The Statistics Canada study also confirmed that some occupations are more prone to workplace violence than others. Social assistance and healthcare workers, along with those employed in accommodation and food services occupations were particularly prone to acts of violence in their workplaces.
Those who are victimized by violence in the workplace are treated differently than those who suffer violent acts outside of the workplace in that any physical or psychological/emotional injury, and any lost earnings due to absence from work, as a consequence of violence is compensable under the workers' compensation system. Workers' compensation is a legislatively-mandated no-fault insurance program that pays for medical and vocational rehabilitation, and provides wage loss payments, for workers who are disabled as a result of a work-related injury or disease.
As a workers' compensation issue, policy makers have an interest in understanding the causes and consequences of incidents of workplace violence.
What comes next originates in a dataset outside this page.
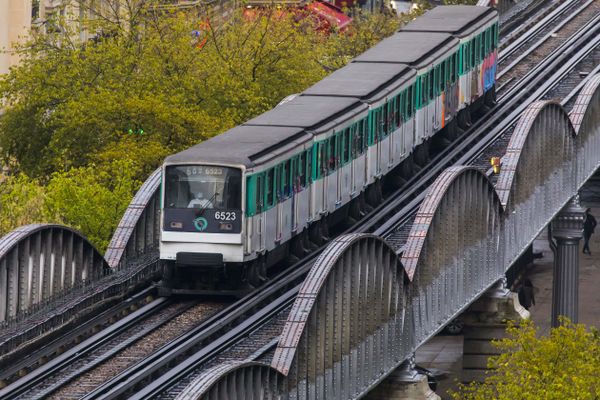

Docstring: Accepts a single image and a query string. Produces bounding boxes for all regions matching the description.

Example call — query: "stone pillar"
[551,195,585,327]
[460,280,530,383]
[364,357,440,400]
This understanding may lead workers' compensation authorities to strategies for preventing workplace violence, and for limiting the disabling consequences, including time lost from work. The primary incentive for workers' compensation authorities to better understand violence at work is certainly to protect workers. However, there is also a financial incentive. Clearly, there are no financial costs to the workers' compensation system if violence can be prevented. As well, even when a violent act does occur, encouraging and facilitating a timely return to work will reduce the costs to the workers' compensation system of income replacement benefits.
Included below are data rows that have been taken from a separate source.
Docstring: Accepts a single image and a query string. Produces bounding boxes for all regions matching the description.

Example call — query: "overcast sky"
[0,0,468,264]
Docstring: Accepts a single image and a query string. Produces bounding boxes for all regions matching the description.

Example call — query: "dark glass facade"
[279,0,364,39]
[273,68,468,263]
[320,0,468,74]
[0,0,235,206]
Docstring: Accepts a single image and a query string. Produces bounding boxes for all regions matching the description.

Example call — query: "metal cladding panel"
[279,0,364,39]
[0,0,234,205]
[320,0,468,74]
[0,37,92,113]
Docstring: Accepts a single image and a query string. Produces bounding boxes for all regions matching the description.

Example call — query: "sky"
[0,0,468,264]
While a number of previous studies have documented the frequency of acts of workplace violence and some of the consequences for its victims, there has been very little work on a key driver of the financial costs of workplace violence--the duration of absence from work resulting from the disabling consequences of violent acts. Based upon data on injuries resulting from workplace violence between 1996 and 1999, drawn from the administrative records of the Ontario Workplace Safety & Insurance Board (WSIB), this paper provides estimates of the determinants of time lost from work following an act of workplace violence. Importantly, we control for unobserved heterogeneity that may bias parameter estimates of the duration models. We find that when unobserved heterogeneity is included in the specification of the hazard model, some of the estimates for high-risk occupations (e.g., nursing and police officers) differ substantially from their counterparts in a specification without unobserved heterogeneity. This suggests that the unobserved factors, such as stress and psychological problems, might also have a large impact on the estimates.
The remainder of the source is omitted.